BELIZE CITY, Wed. Nov. 15, 2023
The CCJ’s Consent Order of 2015 has recently become a topic of contention among non-Mayan villages in the Toledo District, and this week it also became a topic of extensive discussions among 23 area representatives, who delved into the details of the Maya Land Tenure Policy.
The meeting, which was planned and executed by the Ministry of Indigenous People’s Affairs, was hosted at the San Ignacio Hotel on Monday, November 14, and was aimed at providing area representatives with a better understanding of the issue, and enabling them to voice their concerns, and ask questions as deemed appropriate. At the meeting the area reps were also able to discuss the court order and what it entails, how the government plans to implement it, as well as its historical context.
“The fact that even in the colonial administration, they had to consider reservations because of the issues of land tenure and land use in the south; now it has evolved and this is an independent country now; but what we are trying to do is to see how we are going to marry the land laws of our country, that we inherited from a colonial administration, how are we going to marry that, with having recognized that there is customary Maya land tenure. And also, what is it? A recent ruling of the Court of Appeal, just within the last two months, has said that the Maya Customary Land Tenure is like a different animal; it’s not the same as having what we call free, simple private ownership with full ownership and all the rights and everything,” said Minister of Indigenous Affairs, Dolores Balderamos Garcia.

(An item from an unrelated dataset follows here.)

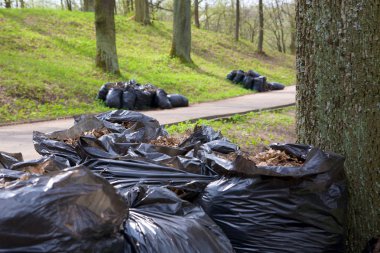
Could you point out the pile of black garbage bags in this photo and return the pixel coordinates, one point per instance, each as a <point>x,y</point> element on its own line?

In fact, according to Garcia, there doesn’t appear to be any quick fix, and she says that the Government has a long way to go in addressing the issue, inclusive of the need to put in place the necessary administrative and legislative frameworks. According to Balderamos, this framework will be assembled with the goal of enabling government to pass laws to recognize communal land ownership in a way that does not impede or take away the rights of private landowners.
One of the bigger issues that came out of the discussions on Monday was concerns raised by several non-Mayan villages in the Toledo District a couple of weeks ago, regarding what they believe to be an increasing encroachment into their territory by Mayan villages. In her response to those claims, Minister Balderamos outrightly said that neither the Government nor the courts can force non-Mayan villages to accept communal land ownership, since it won’t apply due to their being non-Mayan.
“Now, if they are surrounded by Maya villages, then we would have to carve out a situation where the people of Manfredi and the people of Barranco can enjoy their land. And so there have been some misconceptions, and that is why we have to disabuse the notion, or the misconceptions that are there. The government is committed to making sure that all Belizeans enjoy a piece of our country,” said Balderamos.
Balderamos also set the record straight by saying that Mayan villages cannot claim Communal Land Rights to privately owned lands, and that the Government also wields the power to place a limit on how much land Mayan villages who have accepted the communal land ruling can claim. Balderamos reiterated that, while it is a sticky topic to address, and the outcome might not sit well with some of the parties involved, the ultimate goal of the Government is to protect the rights of all Belizeans, and to accommodate everyone who lives in the Toledo District.
The meeting also saw the participation of Senior Counsel Marshalleck, Commissioner of Indigenous Affairs, Greg Choc, and other relevant personnel from the Ministry of Indigenous People’s Affairs.